GAO Says Federal Facilities Are Major Water Polluters : Survey Finds That U.S. Agencies Put a Low Priority on Compliance With Regulations

Times Staff Writer

Federally owned facilities violate clean-water regulations twice as often as private firms because U.S. government agencies put a low priority on compliance with anti-pollution rules, the General Accounting Office reported Saturday.

The study of 150 major U.S. facilities also criticized the Environmental Protection Agency for not taking effective enforcement actions against federal government polluters in the two years ending in October, 1987.

It listed the Energy Department, the Navy and the Army as the worst violators but said that, on the average, 20% of federal facilities failed to comply with anti-pollution rules, compared to a 10% non-compliance rate for industrial plants.

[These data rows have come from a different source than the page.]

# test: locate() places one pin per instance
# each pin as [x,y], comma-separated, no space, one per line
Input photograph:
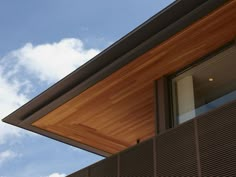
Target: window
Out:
[206,86]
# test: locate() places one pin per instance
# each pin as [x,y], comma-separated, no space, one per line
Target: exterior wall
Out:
[204,146]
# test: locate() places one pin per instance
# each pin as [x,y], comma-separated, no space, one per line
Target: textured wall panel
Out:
[81,173]
[176,153]
[138,161]
[105,168]
[217,142]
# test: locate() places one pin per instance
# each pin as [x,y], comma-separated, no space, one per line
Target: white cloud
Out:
[22,70]
[7,155]
[56,175]
[51,62]
[10,99]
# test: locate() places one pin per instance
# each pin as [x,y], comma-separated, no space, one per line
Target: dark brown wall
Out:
[204,146]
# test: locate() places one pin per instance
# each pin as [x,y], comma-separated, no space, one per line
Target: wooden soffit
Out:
[119,110]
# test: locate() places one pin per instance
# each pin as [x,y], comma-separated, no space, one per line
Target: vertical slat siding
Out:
[176,153]
[207,143]
[138,161]
[217,142]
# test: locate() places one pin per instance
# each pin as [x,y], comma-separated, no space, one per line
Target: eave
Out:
[150,34]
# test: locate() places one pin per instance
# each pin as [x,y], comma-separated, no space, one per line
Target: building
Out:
[159,102]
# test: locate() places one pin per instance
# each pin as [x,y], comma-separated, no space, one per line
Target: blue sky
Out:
[56,36]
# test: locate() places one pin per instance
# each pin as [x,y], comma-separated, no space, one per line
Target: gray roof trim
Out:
[159,28]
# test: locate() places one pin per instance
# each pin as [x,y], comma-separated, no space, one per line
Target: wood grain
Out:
[117,111]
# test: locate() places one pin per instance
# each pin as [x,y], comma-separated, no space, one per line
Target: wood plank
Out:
[120,109]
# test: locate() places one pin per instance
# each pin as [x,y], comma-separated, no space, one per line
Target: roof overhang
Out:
[155,31]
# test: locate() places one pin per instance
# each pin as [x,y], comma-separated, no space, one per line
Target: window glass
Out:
[205,87]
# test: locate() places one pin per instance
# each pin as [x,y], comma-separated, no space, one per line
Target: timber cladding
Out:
[204,146]
[118,110]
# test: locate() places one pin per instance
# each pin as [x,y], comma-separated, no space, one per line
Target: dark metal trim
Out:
[65,140]
[156,117]
[154,156]
[159,28]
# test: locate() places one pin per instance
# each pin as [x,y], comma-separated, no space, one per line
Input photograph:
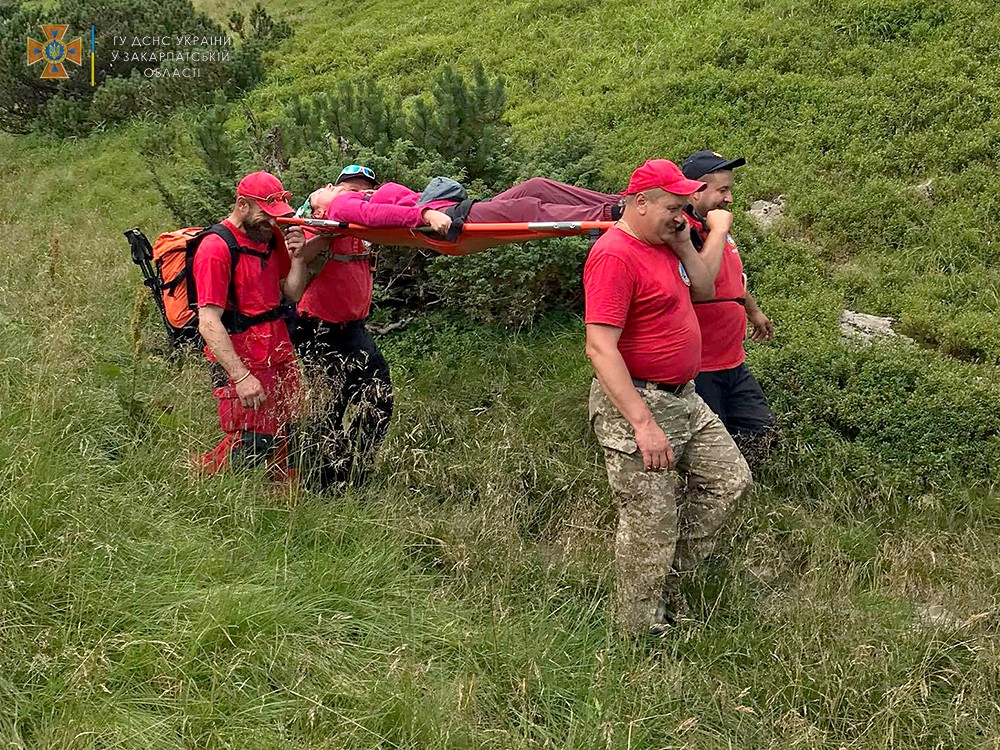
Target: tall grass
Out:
[459,600]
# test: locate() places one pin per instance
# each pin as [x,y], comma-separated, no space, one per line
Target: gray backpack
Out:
[443,189]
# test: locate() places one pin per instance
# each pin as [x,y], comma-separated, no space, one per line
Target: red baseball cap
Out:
[663,174]
[266,191]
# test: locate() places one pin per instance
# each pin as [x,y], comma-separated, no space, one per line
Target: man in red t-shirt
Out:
[674,469]
[725,382]
[255,374]
[347,372]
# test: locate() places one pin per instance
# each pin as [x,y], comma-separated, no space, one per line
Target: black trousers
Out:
[736,396]
[350,399]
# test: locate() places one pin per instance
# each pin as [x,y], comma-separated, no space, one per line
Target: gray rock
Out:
[765,213]
[865,328]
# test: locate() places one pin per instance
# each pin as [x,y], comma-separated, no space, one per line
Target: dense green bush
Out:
[127,84]
[456,129]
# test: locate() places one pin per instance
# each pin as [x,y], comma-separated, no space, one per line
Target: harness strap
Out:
[737,300]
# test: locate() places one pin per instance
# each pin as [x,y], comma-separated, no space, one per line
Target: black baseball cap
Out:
[702,163]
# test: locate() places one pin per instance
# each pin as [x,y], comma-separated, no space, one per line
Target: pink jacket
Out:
[392,205]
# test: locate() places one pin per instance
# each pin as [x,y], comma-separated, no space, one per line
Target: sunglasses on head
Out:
[357,169]
[305,210]
[283,197]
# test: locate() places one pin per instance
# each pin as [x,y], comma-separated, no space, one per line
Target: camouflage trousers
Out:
[667,521]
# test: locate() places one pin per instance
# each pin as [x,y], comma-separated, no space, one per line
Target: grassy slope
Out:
[460,600]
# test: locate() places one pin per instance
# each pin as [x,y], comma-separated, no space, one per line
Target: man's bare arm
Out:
[615,379]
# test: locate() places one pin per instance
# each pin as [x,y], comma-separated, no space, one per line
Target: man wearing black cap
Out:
[725,382]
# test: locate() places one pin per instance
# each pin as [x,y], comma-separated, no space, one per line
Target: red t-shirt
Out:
[723,324]
[258,289]
[639,288]
[342,290]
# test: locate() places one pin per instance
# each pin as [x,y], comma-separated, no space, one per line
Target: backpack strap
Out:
[233,320]
[737,300]
[229,238]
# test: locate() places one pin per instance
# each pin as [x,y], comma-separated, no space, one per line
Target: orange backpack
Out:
[167,269]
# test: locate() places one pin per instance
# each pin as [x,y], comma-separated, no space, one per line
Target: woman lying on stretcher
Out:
[354,199]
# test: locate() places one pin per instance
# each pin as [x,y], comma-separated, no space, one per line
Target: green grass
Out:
[460,600]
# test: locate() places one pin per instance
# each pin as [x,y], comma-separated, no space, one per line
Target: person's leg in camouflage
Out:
[645,542]
[717,477]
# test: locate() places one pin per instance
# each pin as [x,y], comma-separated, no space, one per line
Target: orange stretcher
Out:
[473,239]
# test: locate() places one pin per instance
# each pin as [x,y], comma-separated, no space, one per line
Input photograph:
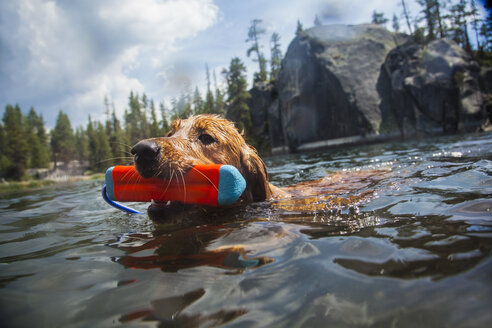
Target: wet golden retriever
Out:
[211,139]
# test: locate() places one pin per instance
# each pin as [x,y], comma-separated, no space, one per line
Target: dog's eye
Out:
[206,139]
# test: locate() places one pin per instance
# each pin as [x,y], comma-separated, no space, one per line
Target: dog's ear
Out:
[256,176]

“Furthermore, over 40% of all violating federal facilities were non-compliant for a year or longer,” the GAO report said.


During the two-year study period, the congressional watchdog agency found, EPA and state regulators took timely enforcement actions against federal facilities in only eight of the 46 cases in which a crackdown was needed.

While federal officials often cited time-consuming budget and procurement rules to excuse their lack of compliance, the GAO said, they were obstacles in only one-fourth of the cases examined.

“A more fundamental barrier was the low priority that federal facilities gave to correcting violations,” the GAO said.

Rep. George Miller (D-Martinez), chairman of the House Interior subcommittee on water and power resources who requested the GAO report along with Rep. Vic Fazio (D-Sacramento), accused the Reagan Administration of lacking the will to enforce laws to control water pollution.

“This report shows that the well-documented crisis at the nation’s nuclear weapons plants is just one aspect of a broad disregard for the environment by the highest officials of the Administration,” Miller said in a statement.

Fazio said the report showed “chronic negligence” on the part of the Energy Department, the Pentagon and other federal agencies in complying with federal clean-water laws.

“It reveals federal agencies that continually pollute our waterways and frequently consider themselves above the standards and requirements we impose on the private sector,” Fazio added.

“The report also documents an environmental protection bureaucracy--at both the federal and state levels--that treats the federal agencies with kid gloves . . . .

“By cracking down on federal polluters early in his Administration, President-elect Bush can demonstrate in a very meaningful way that he intends to be a serious steward of the environment and our natural resources,” Fazio said.

The GAO said the primary causes of violations were inadvertent or accidental discharges of effluent and mechanical or chemical problems with the treatment process.

Inadequate EPA oversight, the study added, allowed some federal facilities to remain significantly out of compliance with anti-pollution rules for two years without any enforcement action against them.

While some violations could be corrected with relatively small outlays, the GAO said, in one case involving the Energy Department’s Oak Ridge, Tenn., nuclear plant, a project to reduce mercury in plant effluents cost $8.3 million and had to be approved by Congress.